Having just finished The Subtle Knife, I'm beginning to appreciate the Romantic audacity of Pullman's project. He is rewriting Paradise Lost in Nietzschean terms, imagining a story in which 'Adam' and 'Eve' bring about the death of God, destroy 'the Authority.' Magnificent. If he can pull this off, I will remove my hat and humbly eat it. This is a Romantic act worthy of his own daimonic Lord Asriel. Upon book three, The Amber Spyglass, rests the question of the success or failure of Pullman's Miltonic rebellion.

[EVEN LATER]

Well, Pullman didn't quite pull it off. The trilogy runs very well for most of its length, with few missteps, but then in the last third of The Amber Spyglass Pullman prematurely climaxes his most adventurous storyline, leaving the book to limp toward an anticlimactic, unsurprising denouement. A truly disappointing ending--and damn bad narrative construction. Until the last 100 pages, though, His Dark Materials is superior fantasy, illuminated by flashes of strong, strange greatness that lift it out of the genre bin and onto the literature shelf. Specifically, I'm thinking of the alethiometer and its interpretation, which can be interpreted as an allegory of reading; of the mulefa world, an invention worthy of Calvino; of the 'subtle knife' itself, a Borgesian space-time instrument that cuts like a moviola between different narrative worlds; of the very Borgesian concept of the possibly infinite number of parallel worlds; of Iofur Raknison's grand, gaudy, filth-strewn bear palace; of the dismal 'refugee camp' of the dead. This is all marvelous stuff--intelligent, literary fantasy at its best--and it's wonderful to think that kids and teenagers will read it and perhaps move on to investigate the works alluded to (Milton, Blake, Keats, etc.). Just as Jim Morrison led me to Blake many years ago, Philip Pullman might pull contemporary young people toward the canon. Harold Bloom's fulminations over Harry Potter's success seem overly curmudgeonly in light of the fact that some Harryheads will inevitably become Pullmaniacs and have their appetites whetted for the old books that inform Pullman's new ones. As a bonus, there's some biting anti-Christian satire in these books that simply delighted me.

2 comments:

julia schwartz said...

hi there, I stumbled upon this post- or should I say, fell through a window?. I agree quite a lot with your assessment. I loved the first 2 books and most of the third and then did feel let down by the end. I'm not sure what would have been better as I didn't want it to end at all. I want to add that I am a psychoanalyst and a painter. As an analyst, there is quite a lot in this series that works as metaphor for experiences of trauma- severed child, spectres; as metaphor for analysis itself- the method Lyra uses for reading the alethiometer; etc.
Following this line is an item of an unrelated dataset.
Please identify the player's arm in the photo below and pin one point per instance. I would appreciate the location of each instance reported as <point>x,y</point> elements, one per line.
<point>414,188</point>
I was working on a series of abstracted portraits ('bare subjects') while I was reading the books, and Pullman and his characters made their presence known; for some examples, you can go to my website at www.juliaschwartzart.com.
I am also so pleased to have been directed to your website and your blog; love many of the same books. love to view paintings in the same way. recently was moved to tears while viewing at length a single Martin Kippenberger at MOCA in L.A. where I live, that opened a door (or a window?) to a new body of work. this is not yet on the website, still in process wet paint images on facebook page if you're interested... thanks, julia

BRIAN OARD said...

Julia,

Thanks for the interesting comment. Your remarks on the psychoanalytic interpretation of some elements in the series show me that it's an even richer imaginative creation than I had realized. Even though Pullman might have constructed the last part of book three a bit better, the good in these books heavily outweighs the bad.

I went to your website and checked out the paintings online. Good stuff. I was especially drawn to the marvelously haunting "Fences#3", "Doppelganger," "End of Authority" and "Interpretation of Dreams". Your "bare subjects" are uncanny; I'm sure I've met some of those people in my dreams... Thanks.